Some will say 9 is the upper bound of precision for a float, and likewise, 17 digits is the upper bound for a double (for example, see the Wikipedia articles on single-precision and double-precision). Those numbers come from the theory of round-tripping, from conversions in the opposite direction: floating-point to decimal to floating-point. But you’re not getting that much decimal precision in any range of those IEEE formats. You can determine that based on analyzing gaps, as I did above with my PARI script, or by running some code, as I did with a C program.
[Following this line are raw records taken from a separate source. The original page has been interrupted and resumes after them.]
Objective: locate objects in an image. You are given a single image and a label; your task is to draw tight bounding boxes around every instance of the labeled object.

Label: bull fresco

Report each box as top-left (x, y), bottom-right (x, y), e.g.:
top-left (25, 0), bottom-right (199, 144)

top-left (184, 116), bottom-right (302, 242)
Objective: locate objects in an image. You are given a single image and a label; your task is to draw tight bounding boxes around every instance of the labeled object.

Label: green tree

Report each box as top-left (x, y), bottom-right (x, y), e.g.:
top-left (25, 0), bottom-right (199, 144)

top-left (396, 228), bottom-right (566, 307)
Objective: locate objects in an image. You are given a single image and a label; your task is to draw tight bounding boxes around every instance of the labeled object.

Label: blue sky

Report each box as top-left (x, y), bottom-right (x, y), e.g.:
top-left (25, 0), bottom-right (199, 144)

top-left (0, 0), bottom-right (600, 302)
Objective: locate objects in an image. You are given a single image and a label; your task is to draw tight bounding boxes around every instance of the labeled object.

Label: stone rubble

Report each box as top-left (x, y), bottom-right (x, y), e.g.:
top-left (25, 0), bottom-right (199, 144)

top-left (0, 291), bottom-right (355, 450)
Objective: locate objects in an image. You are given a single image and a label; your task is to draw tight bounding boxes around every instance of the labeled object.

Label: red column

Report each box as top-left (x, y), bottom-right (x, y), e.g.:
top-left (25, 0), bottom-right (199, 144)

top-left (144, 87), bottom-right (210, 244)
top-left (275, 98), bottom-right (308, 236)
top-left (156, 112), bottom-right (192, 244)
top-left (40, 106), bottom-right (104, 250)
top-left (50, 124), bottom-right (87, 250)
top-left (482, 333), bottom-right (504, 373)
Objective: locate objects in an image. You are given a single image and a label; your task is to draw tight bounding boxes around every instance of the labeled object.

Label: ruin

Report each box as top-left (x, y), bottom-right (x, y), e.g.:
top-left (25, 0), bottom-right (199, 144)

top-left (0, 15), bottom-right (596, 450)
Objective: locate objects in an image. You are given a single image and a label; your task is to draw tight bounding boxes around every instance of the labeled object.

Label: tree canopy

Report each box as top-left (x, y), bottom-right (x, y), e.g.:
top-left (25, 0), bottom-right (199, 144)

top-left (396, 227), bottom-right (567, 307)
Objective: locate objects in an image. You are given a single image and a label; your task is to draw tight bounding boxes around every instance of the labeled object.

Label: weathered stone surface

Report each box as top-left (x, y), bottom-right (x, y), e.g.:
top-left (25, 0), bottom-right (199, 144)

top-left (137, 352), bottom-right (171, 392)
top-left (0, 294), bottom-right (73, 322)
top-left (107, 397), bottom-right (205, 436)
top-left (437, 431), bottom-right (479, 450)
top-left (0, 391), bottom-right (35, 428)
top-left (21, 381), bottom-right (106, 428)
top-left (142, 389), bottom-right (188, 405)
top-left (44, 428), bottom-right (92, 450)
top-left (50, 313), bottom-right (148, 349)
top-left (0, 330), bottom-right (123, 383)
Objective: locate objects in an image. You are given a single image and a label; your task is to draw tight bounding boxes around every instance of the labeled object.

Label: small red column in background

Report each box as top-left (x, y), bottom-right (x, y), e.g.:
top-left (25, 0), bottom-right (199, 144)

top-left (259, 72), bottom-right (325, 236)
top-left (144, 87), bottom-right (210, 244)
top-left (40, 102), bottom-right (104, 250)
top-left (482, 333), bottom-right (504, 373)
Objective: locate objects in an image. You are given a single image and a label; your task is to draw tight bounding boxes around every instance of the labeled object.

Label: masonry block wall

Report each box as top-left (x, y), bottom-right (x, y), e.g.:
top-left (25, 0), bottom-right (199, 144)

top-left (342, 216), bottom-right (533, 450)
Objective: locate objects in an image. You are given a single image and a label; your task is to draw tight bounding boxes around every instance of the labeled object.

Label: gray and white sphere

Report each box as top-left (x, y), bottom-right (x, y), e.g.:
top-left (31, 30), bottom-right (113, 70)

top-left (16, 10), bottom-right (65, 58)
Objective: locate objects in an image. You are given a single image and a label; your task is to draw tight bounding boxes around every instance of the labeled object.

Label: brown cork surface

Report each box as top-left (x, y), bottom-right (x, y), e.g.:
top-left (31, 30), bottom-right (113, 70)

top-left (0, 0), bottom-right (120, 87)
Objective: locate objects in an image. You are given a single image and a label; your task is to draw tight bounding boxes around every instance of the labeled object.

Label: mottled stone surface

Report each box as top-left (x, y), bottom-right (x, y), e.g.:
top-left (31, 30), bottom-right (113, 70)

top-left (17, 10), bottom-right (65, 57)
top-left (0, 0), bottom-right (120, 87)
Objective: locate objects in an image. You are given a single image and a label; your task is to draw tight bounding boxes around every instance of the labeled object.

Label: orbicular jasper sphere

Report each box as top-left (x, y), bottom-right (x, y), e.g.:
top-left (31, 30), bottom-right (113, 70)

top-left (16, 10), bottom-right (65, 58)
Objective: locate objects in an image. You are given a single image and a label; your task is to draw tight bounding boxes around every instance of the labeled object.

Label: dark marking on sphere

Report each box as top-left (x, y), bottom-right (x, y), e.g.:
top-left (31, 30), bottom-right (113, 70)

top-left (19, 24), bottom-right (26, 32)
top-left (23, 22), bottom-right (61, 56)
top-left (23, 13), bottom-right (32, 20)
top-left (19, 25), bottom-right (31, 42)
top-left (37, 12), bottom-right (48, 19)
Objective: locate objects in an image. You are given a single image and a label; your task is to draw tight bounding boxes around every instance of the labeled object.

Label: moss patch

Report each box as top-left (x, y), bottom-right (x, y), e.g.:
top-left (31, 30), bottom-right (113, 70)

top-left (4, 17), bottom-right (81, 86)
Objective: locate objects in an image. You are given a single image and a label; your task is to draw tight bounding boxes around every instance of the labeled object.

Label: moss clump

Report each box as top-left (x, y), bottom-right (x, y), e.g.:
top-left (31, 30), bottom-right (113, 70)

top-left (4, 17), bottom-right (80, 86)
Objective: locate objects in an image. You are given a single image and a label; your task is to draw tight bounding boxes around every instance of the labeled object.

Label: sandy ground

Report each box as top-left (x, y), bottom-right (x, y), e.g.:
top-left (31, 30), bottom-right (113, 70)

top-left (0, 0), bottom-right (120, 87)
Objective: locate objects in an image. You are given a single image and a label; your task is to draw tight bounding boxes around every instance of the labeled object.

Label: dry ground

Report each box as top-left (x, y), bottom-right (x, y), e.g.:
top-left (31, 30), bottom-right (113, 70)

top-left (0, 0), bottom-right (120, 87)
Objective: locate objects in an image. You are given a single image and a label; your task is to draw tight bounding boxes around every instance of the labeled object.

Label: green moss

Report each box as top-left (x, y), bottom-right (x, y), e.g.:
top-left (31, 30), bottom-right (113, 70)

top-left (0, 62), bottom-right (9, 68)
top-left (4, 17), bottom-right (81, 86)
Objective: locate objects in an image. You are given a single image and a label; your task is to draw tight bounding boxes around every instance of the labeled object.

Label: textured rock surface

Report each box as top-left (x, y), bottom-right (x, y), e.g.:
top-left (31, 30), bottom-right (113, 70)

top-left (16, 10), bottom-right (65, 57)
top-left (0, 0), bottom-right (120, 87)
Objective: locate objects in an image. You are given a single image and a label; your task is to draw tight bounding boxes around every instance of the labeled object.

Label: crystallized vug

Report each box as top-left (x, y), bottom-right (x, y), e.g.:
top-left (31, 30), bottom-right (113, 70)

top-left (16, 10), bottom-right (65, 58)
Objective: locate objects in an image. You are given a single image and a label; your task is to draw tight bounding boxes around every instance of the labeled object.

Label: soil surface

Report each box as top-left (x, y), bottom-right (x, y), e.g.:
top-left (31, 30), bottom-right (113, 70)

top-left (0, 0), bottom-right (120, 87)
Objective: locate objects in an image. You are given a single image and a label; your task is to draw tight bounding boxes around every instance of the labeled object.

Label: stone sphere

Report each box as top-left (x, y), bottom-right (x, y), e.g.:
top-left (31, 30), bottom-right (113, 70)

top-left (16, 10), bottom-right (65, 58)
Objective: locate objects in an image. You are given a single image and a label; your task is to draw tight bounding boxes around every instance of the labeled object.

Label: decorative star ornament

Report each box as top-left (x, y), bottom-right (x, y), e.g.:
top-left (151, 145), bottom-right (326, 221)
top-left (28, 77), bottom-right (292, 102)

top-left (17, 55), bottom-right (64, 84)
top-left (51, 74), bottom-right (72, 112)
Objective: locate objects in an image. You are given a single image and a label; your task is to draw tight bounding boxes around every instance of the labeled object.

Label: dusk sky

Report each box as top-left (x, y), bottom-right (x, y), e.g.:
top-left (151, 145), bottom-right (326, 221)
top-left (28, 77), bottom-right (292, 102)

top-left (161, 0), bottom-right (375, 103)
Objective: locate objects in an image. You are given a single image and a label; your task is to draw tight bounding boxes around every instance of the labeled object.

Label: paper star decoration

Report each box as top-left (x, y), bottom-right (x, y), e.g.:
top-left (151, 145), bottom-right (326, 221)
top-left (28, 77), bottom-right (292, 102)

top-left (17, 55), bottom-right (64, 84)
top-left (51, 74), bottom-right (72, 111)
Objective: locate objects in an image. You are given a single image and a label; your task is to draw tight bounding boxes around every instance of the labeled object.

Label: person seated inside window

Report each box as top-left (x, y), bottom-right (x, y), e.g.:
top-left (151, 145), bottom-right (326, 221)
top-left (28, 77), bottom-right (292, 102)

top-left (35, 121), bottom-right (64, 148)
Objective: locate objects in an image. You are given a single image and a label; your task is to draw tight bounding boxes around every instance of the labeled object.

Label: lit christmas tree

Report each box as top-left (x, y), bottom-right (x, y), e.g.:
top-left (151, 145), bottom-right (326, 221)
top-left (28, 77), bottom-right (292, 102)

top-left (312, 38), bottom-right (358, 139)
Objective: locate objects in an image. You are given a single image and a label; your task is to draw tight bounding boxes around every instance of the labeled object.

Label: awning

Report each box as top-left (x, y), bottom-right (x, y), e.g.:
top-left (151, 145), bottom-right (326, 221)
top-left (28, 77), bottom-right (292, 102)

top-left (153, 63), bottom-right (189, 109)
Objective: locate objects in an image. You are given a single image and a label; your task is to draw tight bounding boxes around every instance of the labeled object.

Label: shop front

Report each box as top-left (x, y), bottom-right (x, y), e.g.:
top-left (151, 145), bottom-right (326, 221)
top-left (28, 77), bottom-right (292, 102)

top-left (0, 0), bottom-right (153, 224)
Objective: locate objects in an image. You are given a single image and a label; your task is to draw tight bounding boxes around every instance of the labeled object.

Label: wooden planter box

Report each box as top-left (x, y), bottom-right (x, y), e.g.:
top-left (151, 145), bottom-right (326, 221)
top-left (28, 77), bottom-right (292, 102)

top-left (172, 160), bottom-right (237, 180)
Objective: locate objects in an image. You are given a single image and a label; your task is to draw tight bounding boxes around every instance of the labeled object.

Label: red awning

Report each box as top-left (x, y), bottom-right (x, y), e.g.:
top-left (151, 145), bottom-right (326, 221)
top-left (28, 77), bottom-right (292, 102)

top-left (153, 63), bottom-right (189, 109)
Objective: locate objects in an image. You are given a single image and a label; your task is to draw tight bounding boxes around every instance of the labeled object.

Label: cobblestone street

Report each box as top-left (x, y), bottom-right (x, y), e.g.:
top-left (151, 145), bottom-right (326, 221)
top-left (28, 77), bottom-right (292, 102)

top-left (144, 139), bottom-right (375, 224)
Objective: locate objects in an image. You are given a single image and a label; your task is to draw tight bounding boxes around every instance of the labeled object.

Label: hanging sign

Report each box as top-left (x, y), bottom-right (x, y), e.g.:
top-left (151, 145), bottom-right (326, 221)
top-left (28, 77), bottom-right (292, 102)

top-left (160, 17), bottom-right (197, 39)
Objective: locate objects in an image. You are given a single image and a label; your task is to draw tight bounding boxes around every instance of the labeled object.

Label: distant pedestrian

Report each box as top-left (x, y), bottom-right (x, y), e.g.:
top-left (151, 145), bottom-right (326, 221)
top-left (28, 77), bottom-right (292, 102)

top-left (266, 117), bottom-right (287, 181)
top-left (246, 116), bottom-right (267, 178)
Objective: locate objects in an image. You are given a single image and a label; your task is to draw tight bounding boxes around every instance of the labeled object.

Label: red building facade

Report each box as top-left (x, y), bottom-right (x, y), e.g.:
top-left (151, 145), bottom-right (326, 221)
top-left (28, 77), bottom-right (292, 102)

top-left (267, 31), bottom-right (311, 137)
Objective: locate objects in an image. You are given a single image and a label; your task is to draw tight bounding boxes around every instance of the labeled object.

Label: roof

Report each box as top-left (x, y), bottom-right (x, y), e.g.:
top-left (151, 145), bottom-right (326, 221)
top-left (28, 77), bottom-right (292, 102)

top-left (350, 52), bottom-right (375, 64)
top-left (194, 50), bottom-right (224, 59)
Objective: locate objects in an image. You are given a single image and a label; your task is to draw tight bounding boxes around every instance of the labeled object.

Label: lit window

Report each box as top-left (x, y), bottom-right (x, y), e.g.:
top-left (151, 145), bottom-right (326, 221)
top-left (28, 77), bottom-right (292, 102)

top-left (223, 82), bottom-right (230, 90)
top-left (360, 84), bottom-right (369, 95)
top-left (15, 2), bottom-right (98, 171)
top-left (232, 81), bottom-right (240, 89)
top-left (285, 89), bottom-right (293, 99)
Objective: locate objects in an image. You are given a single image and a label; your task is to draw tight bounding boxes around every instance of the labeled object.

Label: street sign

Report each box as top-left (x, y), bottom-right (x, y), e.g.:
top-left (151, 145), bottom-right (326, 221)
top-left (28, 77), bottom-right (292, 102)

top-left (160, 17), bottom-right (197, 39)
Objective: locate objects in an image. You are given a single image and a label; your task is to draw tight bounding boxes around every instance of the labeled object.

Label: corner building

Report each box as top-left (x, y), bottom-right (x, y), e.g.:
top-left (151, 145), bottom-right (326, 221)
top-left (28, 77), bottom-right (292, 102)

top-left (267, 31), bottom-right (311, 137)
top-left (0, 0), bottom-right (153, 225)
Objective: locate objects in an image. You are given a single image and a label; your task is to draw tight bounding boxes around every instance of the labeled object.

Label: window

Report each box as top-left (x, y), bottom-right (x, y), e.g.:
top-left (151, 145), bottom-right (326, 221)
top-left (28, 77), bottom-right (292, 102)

For floats, you can iterate through all 9-digit decimal numbers and see if they round-trip. I found that about 97% of 9-digit decimals failed to round-trip. Every float had multiple decimals mapping to it. The minimum count I found was 6; for example, 1.00000004e6 through 1.00000009e6. The maximum count I found was 119, occurring from 9.90353153e27 through 9.90353271e27. (This matches theory, as produced by my PARI/GP script.)

Printing to 9 (or 17) digits is just a way to recover a floating-point number; any one of multiple 9 (or 17) digit numbers will serve that purpose (it doesn’t have to be the closest).

June 12th, 2016 at 1:00 pm

You say that 9-digits for floats comes from the “theory of round-tripping”, but I’d say that it’s more practical than that. The 9-digits for floats comes from those who store floats in text formats. This is often done in order to allow human readable/editable data. It is important in those contexts to know:

a) That if you print with enough digits then your floats will be perfectly preserved.

b) How many digits it takes for your floats to be perfectly preserved.

So, I wouldn’t call it the “theory of round-tripping” I’d call it “the need to support round-tripping from float to text to float”.

But, excellent analysis as always.

June 12th, 2016 at 8:21 pm

Thanks Bruce.

I didn’t mean theory to imply “not useful in practice” — it most certainly is! (I’ve written many an article on the subject.) I was just trying to distinguish limits of precision from limits governing round trips.